Fires on construction sites are more common than many people realise and the results can be serious, far reaching and costly. Here, Paul Henson, Sales and Marketing Director at Ramtech Electronics, offers some tips to construction managers on ways to select an effective fire alarm system.
A fire alarm system is essential on all construction sites especially as they become more complex and have quantities of combustible materials. Add to this the increasing number of high rise and timber framed structures and you have a potentially dangerous combination of personnel working in high or remote locations, surrounded by materials and hot trades that can easily result in a fire.
Whilst fire evacuation procedures are used on site, all too often its implementation is haphazard rather than strategic. For instance, it is still common for whistles, hand bells and other manual systems to be used to sound the alarm. These have a number of limitations with the most obvious one being a danger that the alarm isn’t heard by everyone present on site.
In my experience, construction managers are inundated with different messages about what constitutes a fire alarm system. The problem is that they are presented with different and conflicting information ranging from ‘a fire alarm system is not required on a construction site because it isn’t a completed building’ (not so), through to those offering a fire alarm system but one that doesn’t fully comply with relevant legislation.

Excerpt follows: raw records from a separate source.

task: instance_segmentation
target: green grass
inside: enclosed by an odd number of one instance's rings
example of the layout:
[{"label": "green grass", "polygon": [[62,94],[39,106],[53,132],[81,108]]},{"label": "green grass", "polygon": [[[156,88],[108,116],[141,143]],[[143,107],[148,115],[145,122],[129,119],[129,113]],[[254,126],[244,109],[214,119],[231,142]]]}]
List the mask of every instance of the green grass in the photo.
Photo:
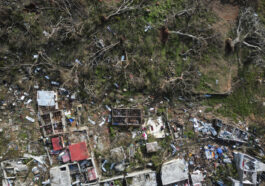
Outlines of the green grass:
[{"label": "green grass", "polygon": [[264,78],[264,73],[258,67],[245,67],[240,73],[243,82],[240,87],[235,88],[231,95],[223,98],[207,99],[204,103],[209,106],[222,104],[217,113],[233,119],[236,119],[237,116],[245,118],[250,114],[262,116],[265,113],[265,108],[257,98],[265,96],[265,88],[257,83],[257,78]]}]

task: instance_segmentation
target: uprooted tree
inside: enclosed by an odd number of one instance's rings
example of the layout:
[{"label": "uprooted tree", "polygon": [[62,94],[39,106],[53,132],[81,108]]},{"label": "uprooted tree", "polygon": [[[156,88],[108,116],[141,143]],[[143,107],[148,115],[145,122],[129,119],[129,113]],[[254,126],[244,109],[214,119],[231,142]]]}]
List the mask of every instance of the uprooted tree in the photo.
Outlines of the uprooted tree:
[{"label": "uprooted tree", "polygon": [[249,57],[254,64],[265,65],[265,27],[252,8],[241,11],[236,28],[236,37],[226,40],[226,48],[231,52],[242,46],[252,50]]}]

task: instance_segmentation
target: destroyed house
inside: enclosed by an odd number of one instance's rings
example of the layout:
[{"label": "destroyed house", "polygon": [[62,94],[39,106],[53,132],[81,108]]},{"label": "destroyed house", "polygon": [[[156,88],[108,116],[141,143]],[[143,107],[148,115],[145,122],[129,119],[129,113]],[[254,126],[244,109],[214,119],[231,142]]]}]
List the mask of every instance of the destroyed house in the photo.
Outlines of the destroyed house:
[{"label": "destroyed house", "polygon": [[174,159],[166,162],[161,168],[163,186],[189,186],[188,165],[184,159]]},{"label": "destroyed house", "polygon": [[90,157],[86,142],[80,142],[69,146],[71,161],[81,161]]},{"label": "destroyed house", "polygon": [[58,109],[58,95],[54,91],[37,92],[37,103],[40,114]]},{"label": "destroyed house", "polygon": [[156,172],[152,170],[128,173],[125,179],[128,186],[157,186]]},{"label": "destroyed house", "polygon": [[112,109],[112,125],[141,126],[141,109],[115,108]]},{"label": "destroyed house", "polygon": [[246,131],[228,124],[224,124],[220,120],[214,120],[214,127],[218,131],[218,139],[240,143],[246,143],[248,140],[249,134]]},{"label": "destroyed house", "polygon": [[40,128],[44,137],[63,134],[66,132],[66,120],[63,111],[53,111],[38,115]]},{"label": "destroyed house", "polygon": [[265,171],[265,164],[240,152],[234,153],[234,160],[238,170],[239,183],[241,185],[257,185],[258,173]]},{"label": "destroyed house", "polygon": [[[98,180],[95,163],[85,142],[68,147],[71,163],[50,170],[51,185],[90,185]],[[64,177],[64,178],[60,178]]]}]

So, to clear up once and for all the confusion around fire alarms on constructions sites, these are my top tips:
Rule 1: Check your fire alarm system meets EN54 requirements
A fire alarm system for a construction site should comply with EN54 and therefore the new Construction Products Regulation (CPR). EN54 is a mandatory standard that specifies requirements and laboratory testing for every component of a fire detection and fire alarm system. It applies to all buildings including those undergoing construction, demolition or refurbishment.
Rule 2: EN54 trumps everything else
EN54 is purely concerned with the quality standards for fire alarms. It does not make an exception for whether a project is temporary, for example, a construction site, or a permanent structure such as a completed building. And quite rightly, because a fire alarm is indeed a fire alarm whatever kind of facility it is installed in – the safety of personnel on a construction site is no different to people who occupy a completed building. Just remember that next time someone tries to tell you that EN54 does not apply to a construction site!
Rule 3: A fire alarm should be CE marked
If the fire alarm system you are thinking of specifying for a construction site has been tested to EN54 by a notified body you’ll see a four digit test centre number after the CE mark. To be absolutely sure, ask your supplier for their Declaration of Performance certificate. If the certificate you are presented simply relates to an individual component part within a larger unit, it does not follow that the whole unit meets EN54 requirements.
To comply with EN54, the complete unit – for example, the entire heat detection unit, not just the detector head – and every unit in the system including the base station, fire point or smoke and heat detection unit – should all have been tested to the relevant part of EN54.
Rule 4: Technology can be more predictable in a crisis
Relying on human response alone has its limitations; people often don’t react well in stressful situations such as an emergency evacuation, and there’s the added concern of what would happen if a fire started while no one was on site. Plus, hand bells, whistles and other manual systems, which are still used, are unlikely to be loud enough for everyone to hear, especially on larger sites.
Investing in a technology-based fire alarm system removes this uncertainty and sends a clear message that you place the safety of personnel, visitors and people in nearby buildings above all else.
Rule 5: Wireless beats wired
The very nature of construction sites means they’re constantly changing. This creates an added challenge for fire safety, although this can be overcome if you specify a wireless fire alarm system. This enables the heat and smoke detection units to be easily moved as your site progresses; work can continue as planned without being held back as you wait for an electrician to reposition the electrical cabling (as would be needed on a wired system).
What’s more, the wireless frequency is capable of passing through all solid materials typically found on a building site. This way you know everyone will be alerted, regardless of where they’re working. Plus, there are wireless systems available with a three year battery life to reduce maintenance. Do make sure, though, that the system you’re considering uses highest specification Category 1 wireless equipment.
A wireless fire alarm system comprises manual call points that are installed on site in accordance with the project’s Fire Plan. These call points are interlinked, which means that all areas receive the same audible and visual alert signal even if the fire is contained to just one of them. The alarm can be manually triggered by personnel from any call point. Where heat or smoke detectors are incorporated into the wireless system, it provides automatic cover 24/7, ensuring that the site is protected even when personnel are not present.
Fire can cost lives and results in extensive damage to assets and nearby buildings. Wireless fire alarm systems offer greater flexibility, ensure emergency services are alerted at the earliest opportunity and are therefore an effective method of ensuring safety on site.
I hope that these tips help when choosing an effective and fully compliant fire alarm system for your next construction project.